LSP = hiring a substitute teacher. The students (callers) shouldn't notice anything weird. If the sub starts teaching yoga instead of math, the substitution is broken — same title, wrong behavior.
LSP violations typically manifest as: (1) a subclass that throws UnsupportedOperationException for inherited methods; (2) a subclass that strengthens preconditions (requires more) or weakens postconditions (guarantees less); (3) a subclass that changes the semantic contract of overridden methods. The canonical example is Square extending Rectangle: setWidth on a Square must also change height, breaking any code that sets width and height independently on a Rectangle reference.

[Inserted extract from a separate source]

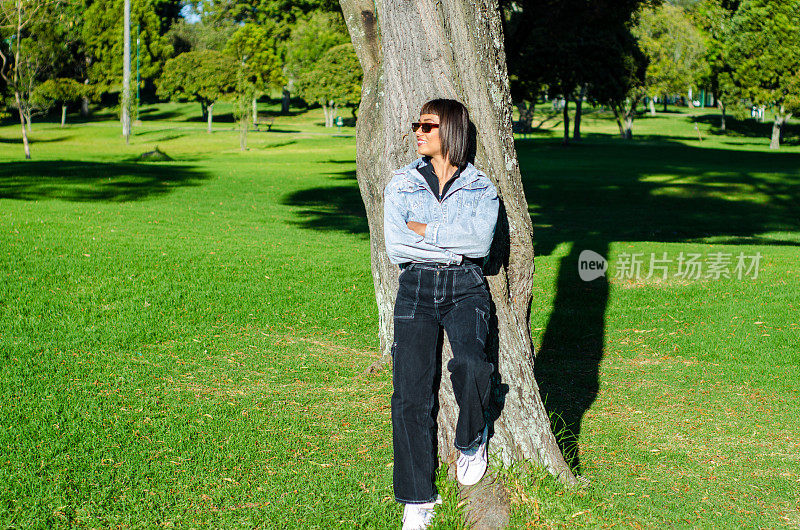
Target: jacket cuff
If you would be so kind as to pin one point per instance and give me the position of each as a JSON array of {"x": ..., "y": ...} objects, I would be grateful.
[{"x": 432, "y": 233}]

Formally, LSP requires: contravariance of method parameter types (subclass can accept wider types), covariance of return types (subclass can return narrower types), no new exceptions not in the supertype contract, invariant preservation, and behavioural compatibility (same meaning, not just same signature). Most OOP languages enforce syntactic covariance and contravariance partially, but behavioural compatibility is a programmer responsibility. LSP is the principle that tells you when inheritance is wrong: if you find yourself writing special-case logic ('if x is SquareSubtype then…'), the hierarchy is broken. The fix is almost always to flatten to an interface and use composition.
LSP says any subclass instance must be usable wherever the parent type is expected, without the caller needing to know the difference. The test: if I hand your code a subclass reference wrapped in a base-type variable, does it still behave correctly? The Square-Rectangle example breaks LSP because Square's setWidth changes height, violating the Rectangle contract. The right fix is not to make Square extend Rectangle — instead, model them as separate implementations of a Shape interface.
Interviewers often ask about the Square-Rectangle problem. The answer is: inheritance models 'is-a' in a behavioural sense, not a taxonomic one. A square is a rectangle in geometry but not in software because the mutability contracts differ. If both are immutable value objects (area(), perimeter()), the hierarchy is fine.